THE CHALLENGES
Data, Art & Science
A fruitful intersection.
The interaction between art and technology is becoming increasingly popular in various experiments in both the public and in the private sector.
The use of big data in innovative contexts, such as art, is leading to the use of alternative forms of creativity to identify and develop new products, services, and processes.
LESSONS FROM THE PAST: ART TO MAKE TECHNOLOGY ACCESSIBLE
A single vision, capable of merging different disciplinary ambits in order to give value to work, its products, and man, and build a new community by taking man as a measure of everything: this was the paradigm of the Olivettian philosophy and project.
At Olivetti, art and technique were involved to interact in original and fruitful ways, placing design at the centre of Olivetti products, which exalted beauty as an opportunity per se, and also for the success of a product in the world.

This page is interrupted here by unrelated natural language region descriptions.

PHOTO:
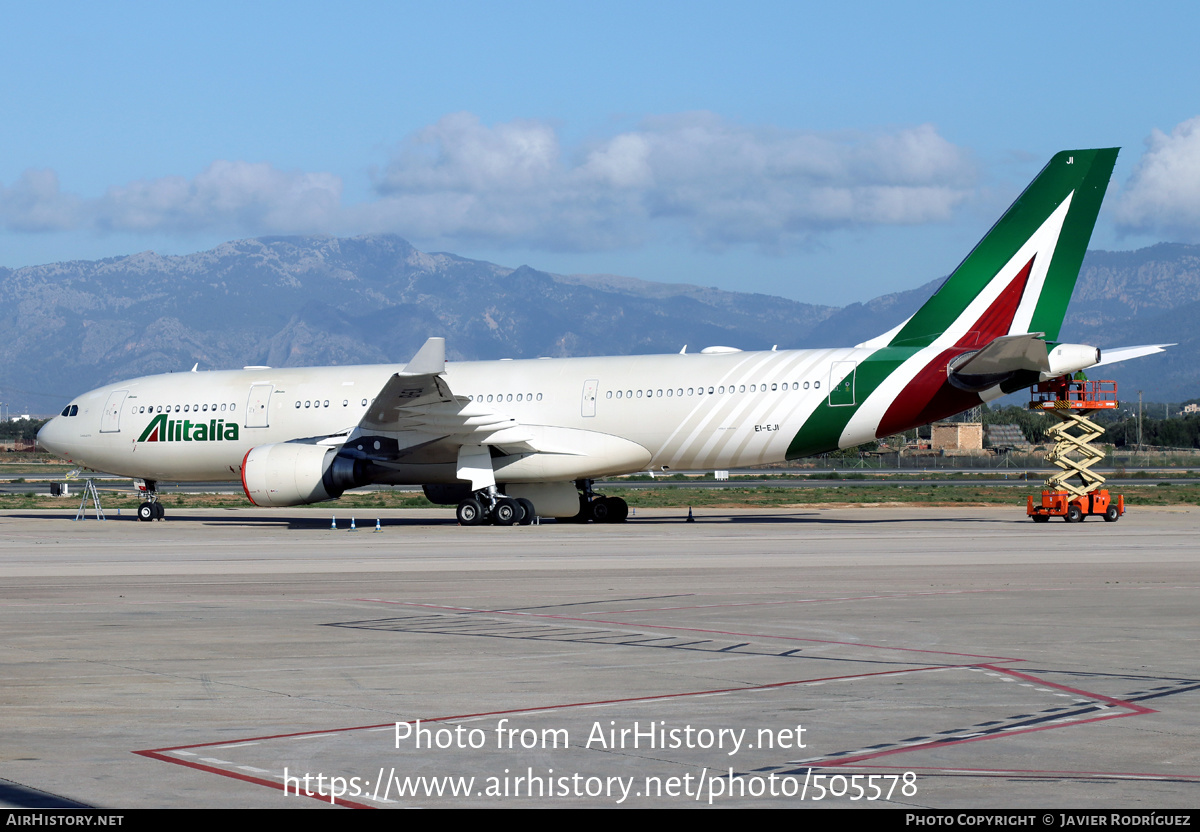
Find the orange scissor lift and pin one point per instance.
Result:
(1074, 453)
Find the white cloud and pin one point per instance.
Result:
(719, 183)
(460, 183)
(1163, 193)
(35, 203)
(243, 196)
(239, 197)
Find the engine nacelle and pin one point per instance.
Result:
(1069, 358)
(289, 473)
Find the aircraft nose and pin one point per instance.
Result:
(48, 437)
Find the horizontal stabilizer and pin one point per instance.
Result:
(1008, 353)
(430, 359)
(1126, 353)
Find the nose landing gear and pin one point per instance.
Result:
(489, 506)
(150, 509)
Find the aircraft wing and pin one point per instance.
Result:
(1008, 353)
(417, 408)
(1126, 353)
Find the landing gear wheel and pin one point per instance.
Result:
(469, 513)
(505, 512)
(618, 510)
(600, 510)
(583, 514)
(529, 512)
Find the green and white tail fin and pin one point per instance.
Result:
(1020, 276)
(1014, 285)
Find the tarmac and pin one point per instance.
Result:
(801, 657)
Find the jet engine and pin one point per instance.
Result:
(291, 473)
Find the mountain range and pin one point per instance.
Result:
(298, 300)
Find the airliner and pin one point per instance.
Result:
(510, 440)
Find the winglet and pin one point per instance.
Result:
(430, 359)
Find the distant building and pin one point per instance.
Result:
(957, 436)
(1007, 436)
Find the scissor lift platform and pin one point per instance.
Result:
(1074, 453)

It is thanks to this research that Olivetti was able to create such products as Lettera 22, the renown typing machine, which are still surrounded by an air of myth. Launched in the market in 1950, it became a real cult object at world level, by virtue of its functionality and of its beauty. Marcello Nizzoli’s design was prized in 1954 with Compasso d’Oro (Golden Compass), whereas the machine is part of the collections of the MOMA (Museum of Modern Art) of New York, as one of the most beautiful products of the Twentieth century.

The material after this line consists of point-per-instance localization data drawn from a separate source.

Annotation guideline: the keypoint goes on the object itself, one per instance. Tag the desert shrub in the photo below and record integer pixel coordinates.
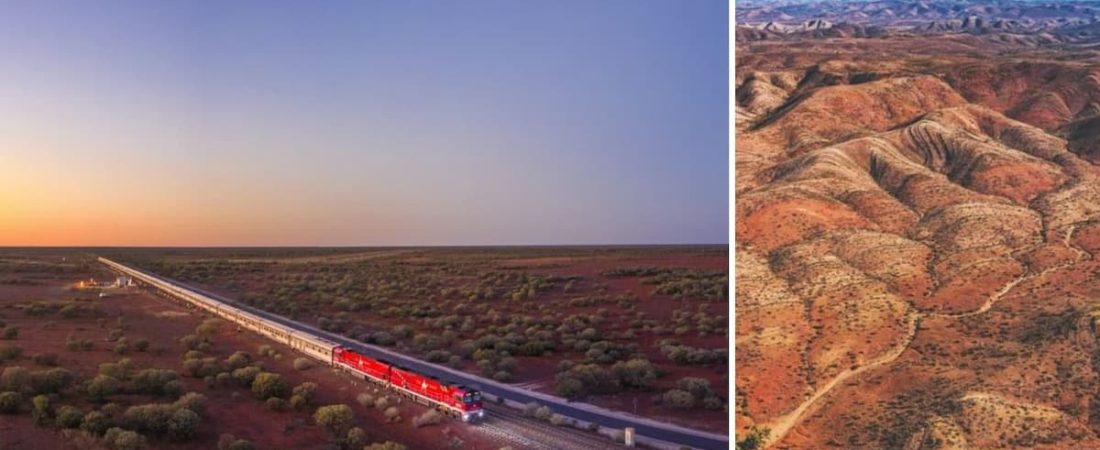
(334, 418)
(755, 439)
(403, 331)
(172, 388)
(393, 414)
(41, 409)
(122, 347)
(429, 417)
(119, 370)
(267, 385)
(120, 439)
(96, 423)
(157, 382)
(102, 386)
(679, 398)
(201, 368)
(569, 387)
(78, 344)
(10, 352)
(355, 438)
(245, 375)
(713, 402)
(582, 380)
(183, 425)
(697, 387)
(690, 355)
(637, 373)
(265, 350)
(68, 417)
(151, 418)
(116, 335)
(45, 359)
(305, 391)
(298, 403)
(275, 404)
(227, 441)
(542, 413)
(189, 341)
(51, 381)
(10, 402)
(365, 399)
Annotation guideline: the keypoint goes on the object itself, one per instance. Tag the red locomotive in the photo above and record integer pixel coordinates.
(460, 401)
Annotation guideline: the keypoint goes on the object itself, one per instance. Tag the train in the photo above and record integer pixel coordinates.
(450, 398)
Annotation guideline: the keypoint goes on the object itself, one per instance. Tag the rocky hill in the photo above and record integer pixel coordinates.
(916, 219)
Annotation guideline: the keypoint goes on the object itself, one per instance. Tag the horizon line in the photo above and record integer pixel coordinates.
(372, 247)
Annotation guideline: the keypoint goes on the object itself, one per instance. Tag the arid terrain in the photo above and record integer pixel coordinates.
(636, 329)
(109, 368)
(917, 212)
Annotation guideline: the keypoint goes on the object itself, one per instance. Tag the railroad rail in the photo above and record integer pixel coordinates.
(647, 430)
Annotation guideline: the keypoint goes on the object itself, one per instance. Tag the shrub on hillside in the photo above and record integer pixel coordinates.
(120, 439)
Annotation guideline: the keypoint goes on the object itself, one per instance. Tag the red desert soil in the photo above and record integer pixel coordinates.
(916, 222)
(228, 409)
(627, 308)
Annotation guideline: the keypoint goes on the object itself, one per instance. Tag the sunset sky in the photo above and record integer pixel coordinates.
(363, 122)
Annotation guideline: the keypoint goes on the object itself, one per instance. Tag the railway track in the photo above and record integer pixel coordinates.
(528, 432)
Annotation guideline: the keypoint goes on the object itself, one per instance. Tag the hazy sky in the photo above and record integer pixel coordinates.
(363, 122)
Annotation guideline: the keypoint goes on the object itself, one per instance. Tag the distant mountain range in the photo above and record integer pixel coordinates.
(1052, 22)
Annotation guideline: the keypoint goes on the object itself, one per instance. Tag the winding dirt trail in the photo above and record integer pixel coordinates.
(782, 426)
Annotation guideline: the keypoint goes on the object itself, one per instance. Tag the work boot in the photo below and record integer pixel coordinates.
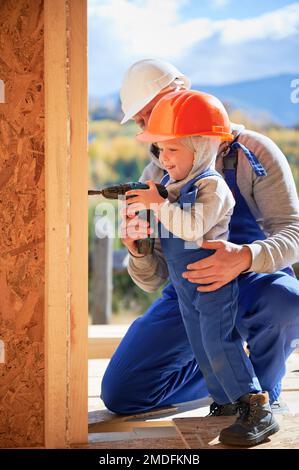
(229, 409)
(255, 424)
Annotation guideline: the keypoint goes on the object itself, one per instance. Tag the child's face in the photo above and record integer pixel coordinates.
(176, 158)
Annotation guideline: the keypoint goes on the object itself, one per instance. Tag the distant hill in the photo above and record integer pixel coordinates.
(266, 99)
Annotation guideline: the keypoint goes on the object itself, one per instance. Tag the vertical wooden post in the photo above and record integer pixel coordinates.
(78, 391)
(66, 222)
(102, 280)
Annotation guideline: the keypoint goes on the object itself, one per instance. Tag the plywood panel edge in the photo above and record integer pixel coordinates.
(78, 385)
(57, 171)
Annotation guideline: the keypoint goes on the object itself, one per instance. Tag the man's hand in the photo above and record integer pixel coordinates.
(220, 268)
(141, 199)
(132, 228)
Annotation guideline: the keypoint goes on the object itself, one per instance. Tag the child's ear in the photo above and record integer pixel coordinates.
(155, 150)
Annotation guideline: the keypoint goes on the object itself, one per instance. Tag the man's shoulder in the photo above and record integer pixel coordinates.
(257, 142)
(264, 148)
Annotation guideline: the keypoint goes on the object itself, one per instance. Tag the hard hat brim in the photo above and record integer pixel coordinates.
(137, 107)
(146, 136)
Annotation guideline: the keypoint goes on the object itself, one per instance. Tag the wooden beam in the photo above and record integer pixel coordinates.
(57, 280)
(66, 222)
(78, 390)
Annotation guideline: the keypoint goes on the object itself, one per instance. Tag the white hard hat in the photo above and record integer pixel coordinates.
(143, 81)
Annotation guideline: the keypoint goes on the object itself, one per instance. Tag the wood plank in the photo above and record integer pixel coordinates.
(78, 386)
(57, 288)
(126, 426)
(148, 443)
(104, 339)
(202, 433)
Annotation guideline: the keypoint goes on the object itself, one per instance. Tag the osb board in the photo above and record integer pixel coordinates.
(22, 224)
(100, 420)
(202, 433)
(149, 443)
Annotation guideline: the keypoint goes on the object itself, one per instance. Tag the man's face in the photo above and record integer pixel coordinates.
(143, 116)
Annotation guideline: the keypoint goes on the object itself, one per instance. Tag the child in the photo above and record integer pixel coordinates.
(188, 127)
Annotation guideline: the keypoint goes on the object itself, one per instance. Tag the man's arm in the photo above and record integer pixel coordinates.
(276, 200)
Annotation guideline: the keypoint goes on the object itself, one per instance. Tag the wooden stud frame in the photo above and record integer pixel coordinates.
(66, 305)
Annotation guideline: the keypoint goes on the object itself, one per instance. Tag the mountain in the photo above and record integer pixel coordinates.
(265, 99)
(270, 96)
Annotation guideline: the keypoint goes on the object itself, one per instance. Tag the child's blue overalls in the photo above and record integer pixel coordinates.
(154, 365)
(209, 317)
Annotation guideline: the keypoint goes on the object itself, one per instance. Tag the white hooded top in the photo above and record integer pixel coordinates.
(209, 217)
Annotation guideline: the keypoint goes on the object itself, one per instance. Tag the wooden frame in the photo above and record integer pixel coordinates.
(66, 305)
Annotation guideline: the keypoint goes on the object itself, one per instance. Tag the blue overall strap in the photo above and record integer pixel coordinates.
(254, 163)
(188, 193)
(165, 178)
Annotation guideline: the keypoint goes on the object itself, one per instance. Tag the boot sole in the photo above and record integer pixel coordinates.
(258, 439)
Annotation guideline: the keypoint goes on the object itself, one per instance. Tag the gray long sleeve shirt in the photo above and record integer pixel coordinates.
(273, 201)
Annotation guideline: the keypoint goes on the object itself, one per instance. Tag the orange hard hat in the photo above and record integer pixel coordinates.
(185, 113)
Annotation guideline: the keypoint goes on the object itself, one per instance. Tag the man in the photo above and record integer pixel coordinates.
(154, 365)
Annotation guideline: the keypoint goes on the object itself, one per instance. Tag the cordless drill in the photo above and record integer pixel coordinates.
(144, 246)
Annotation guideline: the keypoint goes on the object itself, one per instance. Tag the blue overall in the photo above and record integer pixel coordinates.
(209, 317)
(154, 365)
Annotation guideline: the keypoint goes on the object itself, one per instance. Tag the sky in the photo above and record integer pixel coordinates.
(212, 41)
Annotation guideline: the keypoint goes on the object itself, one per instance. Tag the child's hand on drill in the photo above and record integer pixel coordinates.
(144, 198)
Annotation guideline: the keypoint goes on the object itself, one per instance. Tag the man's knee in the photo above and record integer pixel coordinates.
(113, 391)
(124, 394)
(282, 302)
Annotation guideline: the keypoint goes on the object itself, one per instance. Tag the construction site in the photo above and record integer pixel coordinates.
(52, 358)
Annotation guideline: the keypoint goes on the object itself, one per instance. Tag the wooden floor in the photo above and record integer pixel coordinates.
(183, 425)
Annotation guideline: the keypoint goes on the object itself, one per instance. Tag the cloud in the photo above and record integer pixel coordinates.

The advertising communication of Lettera 22, left in charge of such artists as Giovanni Pintori or Raymond Savignac, has deservedly become part of the history of international graphics. Renown artists were even asked to realise the method to learn how to use the machine: those who bought a Lettera 22 were given a vynil 33 laps, in which rhythmic-musical exercises were proposed to become good typists. Writer Mario Soldati was entrusted with the task of writing the texts, music was the responsibility of composer Franco Potenza, and graphics was left in charge of Giovanni Pintori.

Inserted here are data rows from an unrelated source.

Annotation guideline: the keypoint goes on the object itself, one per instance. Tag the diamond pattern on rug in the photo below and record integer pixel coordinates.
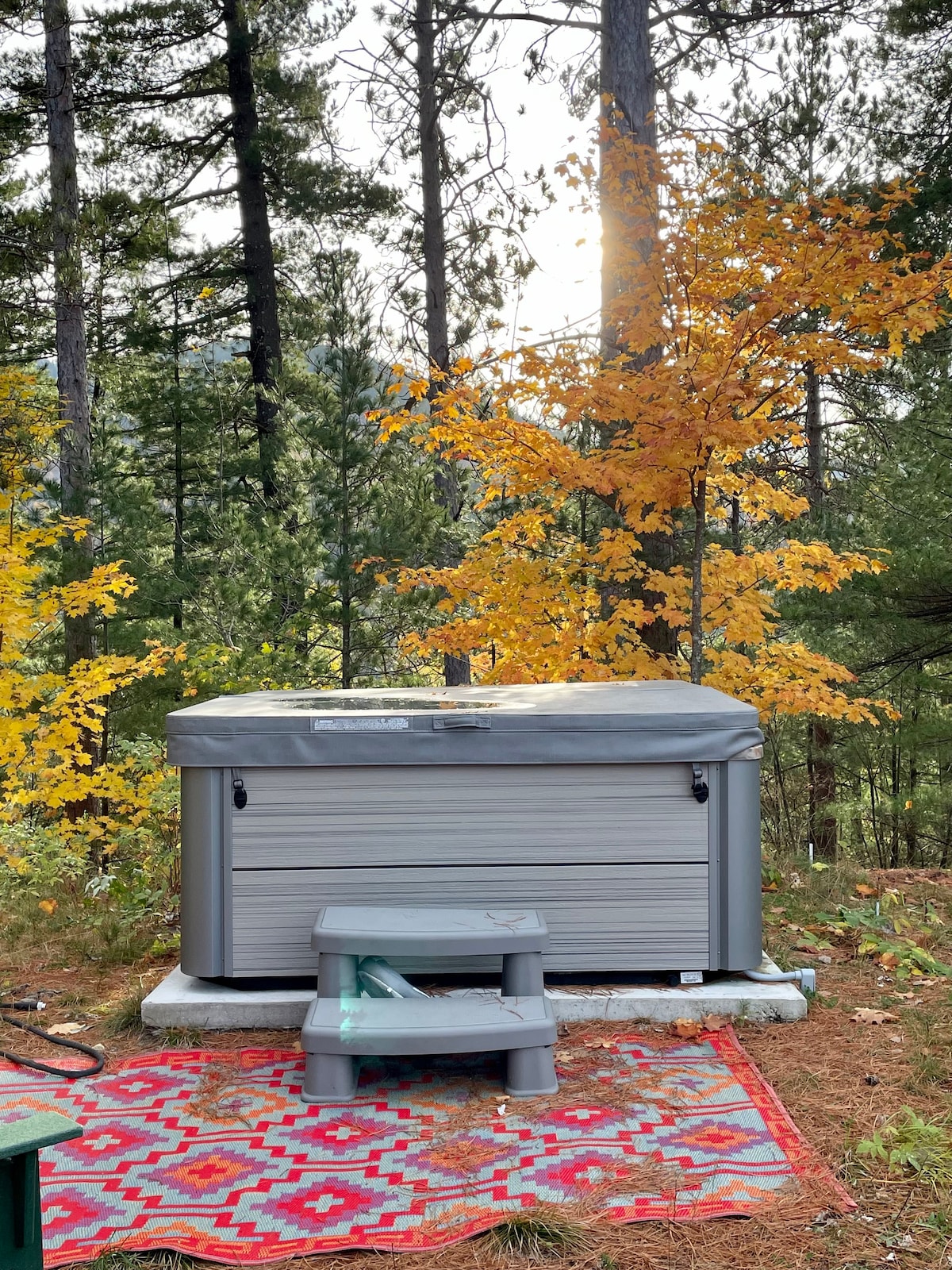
(216, 1156)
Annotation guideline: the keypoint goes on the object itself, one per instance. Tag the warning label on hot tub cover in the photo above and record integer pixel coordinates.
(362, 723)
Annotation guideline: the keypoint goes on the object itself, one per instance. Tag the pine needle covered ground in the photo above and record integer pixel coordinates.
(875, 1099)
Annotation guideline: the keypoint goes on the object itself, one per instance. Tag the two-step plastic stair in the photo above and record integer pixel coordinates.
(342, 1026)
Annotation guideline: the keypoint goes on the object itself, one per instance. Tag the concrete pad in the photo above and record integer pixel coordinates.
(181, 1001)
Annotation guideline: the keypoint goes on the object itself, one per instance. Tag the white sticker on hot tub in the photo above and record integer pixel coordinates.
(387, 723)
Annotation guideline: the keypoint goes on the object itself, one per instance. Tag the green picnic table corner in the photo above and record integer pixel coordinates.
(21, 1229)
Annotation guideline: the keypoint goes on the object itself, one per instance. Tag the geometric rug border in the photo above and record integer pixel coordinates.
(803, 1160)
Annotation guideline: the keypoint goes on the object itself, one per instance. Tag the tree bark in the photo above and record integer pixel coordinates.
(628, 79)
(823, 791)
(71, 375)
(698, 497)
(823, 784)
(816, 448)
(628, 86)
(264, 338)
(456, 670)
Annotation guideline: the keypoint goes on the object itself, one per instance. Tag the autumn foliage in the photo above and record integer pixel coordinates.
(727, 298)
(51, 724)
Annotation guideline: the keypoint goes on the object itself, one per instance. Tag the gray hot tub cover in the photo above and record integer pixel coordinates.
(651, 722)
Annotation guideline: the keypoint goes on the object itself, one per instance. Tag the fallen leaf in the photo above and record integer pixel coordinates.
(714, 1022)
(873, 1016)
(687, 1028)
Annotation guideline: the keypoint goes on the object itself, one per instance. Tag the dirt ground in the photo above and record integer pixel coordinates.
(839, 1080)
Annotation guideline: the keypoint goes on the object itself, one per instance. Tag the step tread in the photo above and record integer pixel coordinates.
(423, 931)
(427, 1026)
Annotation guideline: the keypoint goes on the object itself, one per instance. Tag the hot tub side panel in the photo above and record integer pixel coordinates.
(206, 874)
(740, 921)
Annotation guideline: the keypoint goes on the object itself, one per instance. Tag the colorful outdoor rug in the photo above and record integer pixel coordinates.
(215, 1155)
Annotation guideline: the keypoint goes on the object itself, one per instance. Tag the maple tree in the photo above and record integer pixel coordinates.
(48, 717)
(727, 298)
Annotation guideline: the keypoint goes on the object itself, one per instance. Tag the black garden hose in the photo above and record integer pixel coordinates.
(67, 1072)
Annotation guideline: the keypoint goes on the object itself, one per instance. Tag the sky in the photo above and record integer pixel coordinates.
(564, 287)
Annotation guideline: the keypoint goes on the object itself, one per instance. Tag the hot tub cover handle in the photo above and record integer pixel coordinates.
(698, 785)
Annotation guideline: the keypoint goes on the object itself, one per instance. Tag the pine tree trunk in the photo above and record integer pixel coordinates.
(823, 787)
(456, 670)
(71, 378)
(264, 341)
(628, 80)
(698, 498)
(816, 448)
(823, 791)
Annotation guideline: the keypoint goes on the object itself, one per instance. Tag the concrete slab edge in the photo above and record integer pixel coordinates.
(181, 1001)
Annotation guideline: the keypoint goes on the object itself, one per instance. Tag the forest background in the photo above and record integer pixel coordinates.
(216, 286)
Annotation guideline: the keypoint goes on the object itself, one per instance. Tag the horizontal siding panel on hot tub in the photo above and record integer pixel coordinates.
(621, 918)
(328, 817)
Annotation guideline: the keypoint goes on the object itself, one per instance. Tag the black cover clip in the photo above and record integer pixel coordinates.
(239, 791)
(698, 787)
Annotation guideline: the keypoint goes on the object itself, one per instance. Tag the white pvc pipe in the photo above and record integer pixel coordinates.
(806, 978)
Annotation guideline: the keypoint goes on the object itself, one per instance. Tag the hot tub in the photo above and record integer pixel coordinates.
(628, 813)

A triumph of grace and creativity that turned a mere writing method into something much more important: the concrete example of how art could humanize technique, of how art and technique could be successfully combined to transform work into a masterpiece.
Adriano Olivetti’s project was so forward-thinking that it seems still innovative in our day; at the time, however, it was considered visionary, almost inspired by madness for greatness. And madness was the very innovative quality that psychoanalyst Cesare Musatti from Ivrea jokingly attributed to Adriano Olivetti.